Superworm · 08/04/2014 21:18

At DS's nursery they often carry the new babies all day if they are crying. Some of the key workers will wear slings for settling in if it helps them become attached and relax.

All the 'your baby is spoilt' comments are based on ignorance. Developmental neuroscience shows quite clearly quick, responsive care givers are best. Nursery staff should know this and accommodate it.

Ploppy16 · 08/04/2014 21:20

I would go by her attitude to the playroom rather than the key worker in all honesty. It can take months for some children to be settled and confident enough to willingly go with an adult they don't know very well but they will usually enter an inviting room full of toys happily enough! Take that as your guide first. How does the key worker approach your Dd? If she's a bit full on it could be that she's being a bit overbearing, a softer approach would be to have a toy to hand that would interest your DD. That worked for me a few times, a kind of 'come and play with me and this toy' attitude rather than 'come with me', which could be slightly scary!

You have to be confident too, and frankly, a little hard arsed! Be happy and bouncy about it, don't let any apprehension show. When you say bye make sure to say something like 'mummy will be back after lunch/after you've played with . Emphasise that you will be back. She'll pick up on it over time. Don't fuss her, say your goodbyes and and go.
Thinking of other tricks that worked, will be back when I've thought of them - it's been a while! Smile

mygrandchildrenrock · 08/04/2014 21:20

And some babies will continue crying while they are being held by nursery staff until they have been there long enough to feel safe and secure.

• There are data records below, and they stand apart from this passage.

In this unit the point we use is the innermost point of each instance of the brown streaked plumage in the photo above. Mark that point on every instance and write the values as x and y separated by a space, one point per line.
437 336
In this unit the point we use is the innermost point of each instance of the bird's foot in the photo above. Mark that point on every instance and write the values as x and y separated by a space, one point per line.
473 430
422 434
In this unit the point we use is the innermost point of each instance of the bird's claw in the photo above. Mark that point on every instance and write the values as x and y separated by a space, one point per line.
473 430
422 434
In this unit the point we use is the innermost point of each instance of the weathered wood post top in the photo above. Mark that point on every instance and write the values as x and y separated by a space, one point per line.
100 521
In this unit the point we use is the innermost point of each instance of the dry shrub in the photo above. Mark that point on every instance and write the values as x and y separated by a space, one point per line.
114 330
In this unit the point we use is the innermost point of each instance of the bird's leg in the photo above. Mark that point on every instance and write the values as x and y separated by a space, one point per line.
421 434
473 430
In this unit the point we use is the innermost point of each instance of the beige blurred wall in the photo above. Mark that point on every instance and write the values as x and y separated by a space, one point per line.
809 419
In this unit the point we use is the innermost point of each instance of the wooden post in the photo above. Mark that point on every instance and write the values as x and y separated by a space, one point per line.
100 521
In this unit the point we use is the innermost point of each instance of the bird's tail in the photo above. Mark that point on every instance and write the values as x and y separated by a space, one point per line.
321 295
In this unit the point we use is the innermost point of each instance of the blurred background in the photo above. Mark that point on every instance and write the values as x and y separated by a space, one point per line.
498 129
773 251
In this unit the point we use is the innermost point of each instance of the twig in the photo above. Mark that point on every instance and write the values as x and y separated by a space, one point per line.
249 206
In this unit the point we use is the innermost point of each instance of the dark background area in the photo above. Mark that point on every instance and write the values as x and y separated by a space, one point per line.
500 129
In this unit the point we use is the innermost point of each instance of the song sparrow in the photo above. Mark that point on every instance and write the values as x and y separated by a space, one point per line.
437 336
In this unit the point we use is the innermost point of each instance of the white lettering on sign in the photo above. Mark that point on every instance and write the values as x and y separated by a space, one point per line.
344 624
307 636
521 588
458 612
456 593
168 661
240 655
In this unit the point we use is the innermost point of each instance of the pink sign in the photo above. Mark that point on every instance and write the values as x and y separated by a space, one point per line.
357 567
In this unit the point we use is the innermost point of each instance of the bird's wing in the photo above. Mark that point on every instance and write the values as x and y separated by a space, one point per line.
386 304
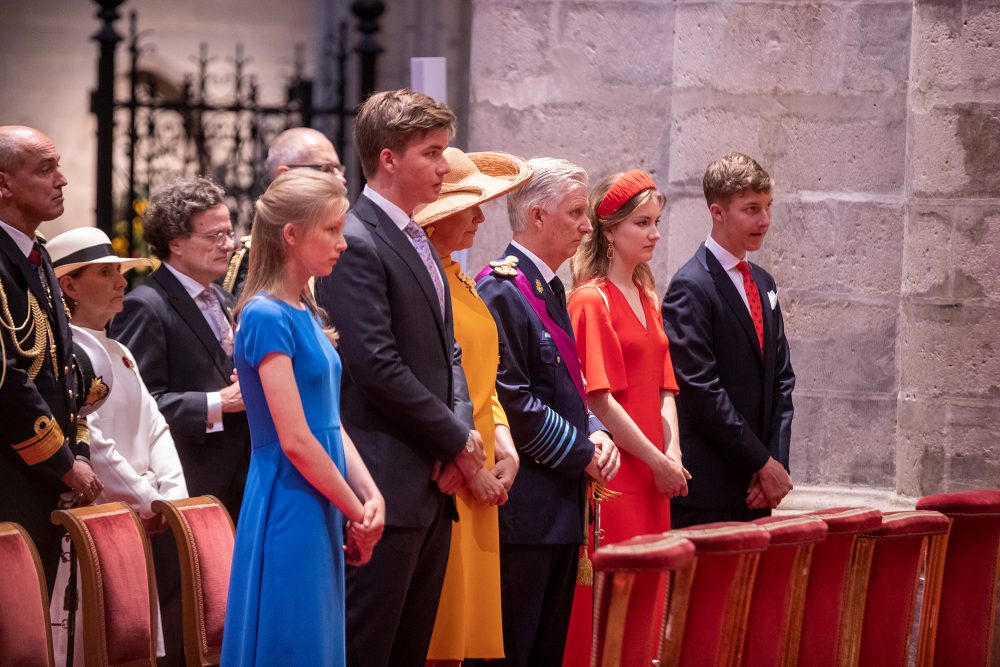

Coldlightofday · 08/04/2014 21:21

This reply has been deleted

Message withdrawn at poster's request.

GuybrushThreepwoodMP · 08/04/2014 21:26

Hope it works out for you OP. I do want to just reinforce what i said previously because I think it is an extremely important point- that your baby is likely to form an attachment with their key person much more easily without you there- this is how it naturally occurs and she won't be happy with anyone else if you are there. Without you there, she will transfer her attachment from you to sometime else. i sincerely believe that your presence will only prolong this process. It may be MONTHS before she actively hold her arms out to them. It was about 3 or 4 months before my dd went for her key person like that. Additionally, while forming this attachment is important, it is more important that she learns to feel comfortable without you there rather than only with one specific person. Otherwise you run the risk of her simply forming an attachment to a member of staff who will take time off for holidays etc. The nursery will aim to ensure that she is comfortable with all staff.
Sorry- I'm not trying to criticise you, but I think you need to manage your expectations a little. I promise you that you will feel so much better in the long run. It is so hard looking after a baby who only wants you all the time and going to nursery completely transformed my dd from a demanding clingy baby to a well- adjusted baby who was generally much happier and sunnier.
But you have to do what you feel is right obviously.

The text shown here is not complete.